Discussion Overview
The discussion centers on the question of whether a polynomial can model any continuous function, particularly in the context of approximation and the use of polynomials in neural networks. Participants explore theoretical aspects, including the Stone-Weierstrass theorem, and practical considerations related to polynomial fitting in machine learning applications.
Discussion Character
- Exploratory
- Technical explanation
- Debate/contested
- Mathematical reasoning
- Homework-related
Main Points Raised
- One participant questions whether using polynomials of infinite degree allows for fitting any continuous function, referencing the ability to approximate functions like sine with finite-degree polynomials.
- Another participant mentions the Stone-Weierstrass theorem, suggesting that any continuous function on a closed interval can be approximated by a polynomial, but expresses uncertainty about general cases, hinting at potential counterexamples like bump functions.
- A different participant clarifies that polynomials have finite degrees and discusses the distinction between polynomials and Taylor series, noting that smooth functions may not be analytic.
- One participant shares their application of this discussion to programming a neural network that maps a six-dimensional input vector to a three-dimensional output vector, seeking confirmation that the function can be polynomial.
- A participant asks for a general guideline on the number of polynomial exponents needed for their specific application involving sensor readings and the inverse square law, expressing uncertainty about the typical range of exponents.
- Another participant advises using the lowest degree polynomial possible for fitting, cautioning against extrapolation beyond the defined range of data points.
- A later reply points out that the requirement of compactness in the Stone-Weierstrass theorem does not hold for the domain of ℝ^6, which may affect the applicability of the theorem in this context.

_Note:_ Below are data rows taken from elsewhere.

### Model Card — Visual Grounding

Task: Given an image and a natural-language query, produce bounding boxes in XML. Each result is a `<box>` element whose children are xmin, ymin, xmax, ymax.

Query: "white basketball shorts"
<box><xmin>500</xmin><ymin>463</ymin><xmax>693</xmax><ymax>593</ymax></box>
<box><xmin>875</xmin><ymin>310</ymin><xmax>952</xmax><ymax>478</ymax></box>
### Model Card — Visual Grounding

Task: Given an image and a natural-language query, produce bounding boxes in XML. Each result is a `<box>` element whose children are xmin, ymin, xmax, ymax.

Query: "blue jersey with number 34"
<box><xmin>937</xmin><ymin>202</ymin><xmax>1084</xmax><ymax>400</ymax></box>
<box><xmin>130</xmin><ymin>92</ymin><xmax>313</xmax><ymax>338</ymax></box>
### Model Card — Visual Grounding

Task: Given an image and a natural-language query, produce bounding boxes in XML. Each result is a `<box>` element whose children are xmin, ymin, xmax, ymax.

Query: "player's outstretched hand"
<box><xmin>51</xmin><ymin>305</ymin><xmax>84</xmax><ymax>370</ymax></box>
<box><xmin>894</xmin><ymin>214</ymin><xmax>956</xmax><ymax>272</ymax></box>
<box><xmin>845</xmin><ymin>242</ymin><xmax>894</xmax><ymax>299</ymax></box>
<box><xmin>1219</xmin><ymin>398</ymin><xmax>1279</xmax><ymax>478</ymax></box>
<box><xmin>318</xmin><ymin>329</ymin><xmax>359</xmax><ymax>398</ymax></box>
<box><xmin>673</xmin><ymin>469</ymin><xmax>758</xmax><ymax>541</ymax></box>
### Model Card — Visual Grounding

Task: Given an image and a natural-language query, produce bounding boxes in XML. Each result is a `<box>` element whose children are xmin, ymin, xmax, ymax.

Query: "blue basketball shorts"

Areas of Agreement / Disagreement
Participants express differing views on the applicability of polynomials to continuous functions, with some supporting the idea of approximation via the Stone-Weierstrass theorem while others raise concerns about specific cases and limitations. The discussion remains unresolved regarding the generality of polynomial fitting for all continuous functions.
Contextual Notes
There are limitations regarding the assumptions made about the applicability of the Stone-Weierstrass theorem, particularly in relation to the compactness of the domain. The discussion also highlights the distinction between polynomial fitting and the behavior of polynomials outside the range of data points.
Who May Find This Useful
This discussion may be of interest to those involved in mathematical modeling, machine learning, and approximation theory, particularly in the context of using polynomials for function fitting and neural network design.